Wikipedia: The Missing Manual is divided into five parts, each containing several chapters.

  • Part 1, Editing, Creating, and Maintaining Articles, covers the basics. These chapters explain the right way to edit, why you want to be a registered editor, how to become one, and everything you need to know about figuring out, tracking, and reversing changes to articles when appropriate. It also discusses all the things to do when creating a new article.

  • Part 2, Collaborating with Other Editors, discusses the rules of engagement, how normal conversations occur, the standard Wikipedia processes for disagreements over content, and dealing with incivility and personal attacks. This section also covers what Wikipedia calls WikiProjects—groups of editors working on articles of common interest, plus the wide range of activities that go into expanding and maintaining a huge encyclopedia: answering questions, tutoring and mentoring, joint reviews of articles, and more.

  • Part 3, Formatting and Illustrating Articles, introduces you to some parts of articles that aren’t text or links: the table of contents, lists and tables, and images and other media. Much of this can be confusing when you first encounter it, but each topic has a logic that makes it easy to understand once you’ve worked with it for a bit. (And you always have this book as a reference!)
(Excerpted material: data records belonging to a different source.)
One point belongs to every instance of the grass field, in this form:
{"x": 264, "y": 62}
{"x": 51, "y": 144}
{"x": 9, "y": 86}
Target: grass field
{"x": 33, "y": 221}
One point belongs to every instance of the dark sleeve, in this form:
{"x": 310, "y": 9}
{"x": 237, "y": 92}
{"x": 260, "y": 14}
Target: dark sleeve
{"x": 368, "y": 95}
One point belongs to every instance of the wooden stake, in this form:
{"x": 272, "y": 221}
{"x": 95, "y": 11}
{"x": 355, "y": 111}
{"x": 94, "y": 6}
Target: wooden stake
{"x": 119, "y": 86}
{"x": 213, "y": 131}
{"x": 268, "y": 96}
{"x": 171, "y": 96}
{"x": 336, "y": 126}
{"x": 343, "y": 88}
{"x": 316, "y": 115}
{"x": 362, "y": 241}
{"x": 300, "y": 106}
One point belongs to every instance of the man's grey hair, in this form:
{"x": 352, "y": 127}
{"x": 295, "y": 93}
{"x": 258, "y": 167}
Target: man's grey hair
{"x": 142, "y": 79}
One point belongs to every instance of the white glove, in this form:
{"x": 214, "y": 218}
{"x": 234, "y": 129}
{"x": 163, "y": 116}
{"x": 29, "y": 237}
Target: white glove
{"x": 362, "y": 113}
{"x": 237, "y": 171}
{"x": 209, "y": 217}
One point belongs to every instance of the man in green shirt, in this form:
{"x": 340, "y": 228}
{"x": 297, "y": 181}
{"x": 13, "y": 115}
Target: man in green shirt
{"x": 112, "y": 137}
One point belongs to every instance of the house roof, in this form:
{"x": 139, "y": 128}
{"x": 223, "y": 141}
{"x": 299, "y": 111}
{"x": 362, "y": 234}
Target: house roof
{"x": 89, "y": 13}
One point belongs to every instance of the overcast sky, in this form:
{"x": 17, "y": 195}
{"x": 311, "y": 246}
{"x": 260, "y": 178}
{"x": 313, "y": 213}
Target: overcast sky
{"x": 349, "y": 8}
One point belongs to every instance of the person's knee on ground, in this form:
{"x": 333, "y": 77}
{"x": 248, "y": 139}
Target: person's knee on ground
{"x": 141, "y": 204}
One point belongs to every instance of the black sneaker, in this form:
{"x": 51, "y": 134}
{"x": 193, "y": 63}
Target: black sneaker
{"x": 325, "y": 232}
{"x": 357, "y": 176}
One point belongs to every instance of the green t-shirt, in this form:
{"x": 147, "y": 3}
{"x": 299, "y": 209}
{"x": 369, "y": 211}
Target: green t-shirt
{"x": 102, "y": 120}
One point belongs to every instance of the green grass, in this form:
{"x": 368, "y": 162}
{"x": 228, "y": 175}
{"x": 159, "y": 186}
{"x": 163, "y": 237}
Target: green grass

  • Part 4, Building a Stronger Encyclopedia, looks at the larger picture. It shows you that an article isn’t locked in stone—you can rename it, split it up, merge it with other articles, or even ask for it to be deleted. Naming and merging are ways of getting readers to the information that they want. Another way, covered in this part, is Wikipedia’s system of categories, one of several ways to find and navigate between articles.

  • Part 5, Customizing Wikipedia, discusses every option that you have to customize Wikipedia to suit yourself, using choices you find when you click My Preferences. You’ll also learn how to implement JavaScript user scripts (which you’ll see mentioned in the “Power Users’ Clinic” boxes in this book).

  • Part 6, Appendixes, provides you with resources to make the most of Wikipedia, as a reader, editor, and member of the Wikipedia community. Appendix A is an explanation of every link and tab for standard Wikipedia pages (in both reading and editing mode). Appendix B, Reader’s Guide to Wikipedia, provides some insider tips for those who simply want to read Wikipedia, and want to know what’s available besides Wikipedia’s search feature and following links in articles. Appendix C, Learning More, provides good starting points to get you as an editor to exactly the reference page you’re looking for, lists the places in Wikipedia where you can get personalized help, and shows you where you can find out about Wikipedia as a community.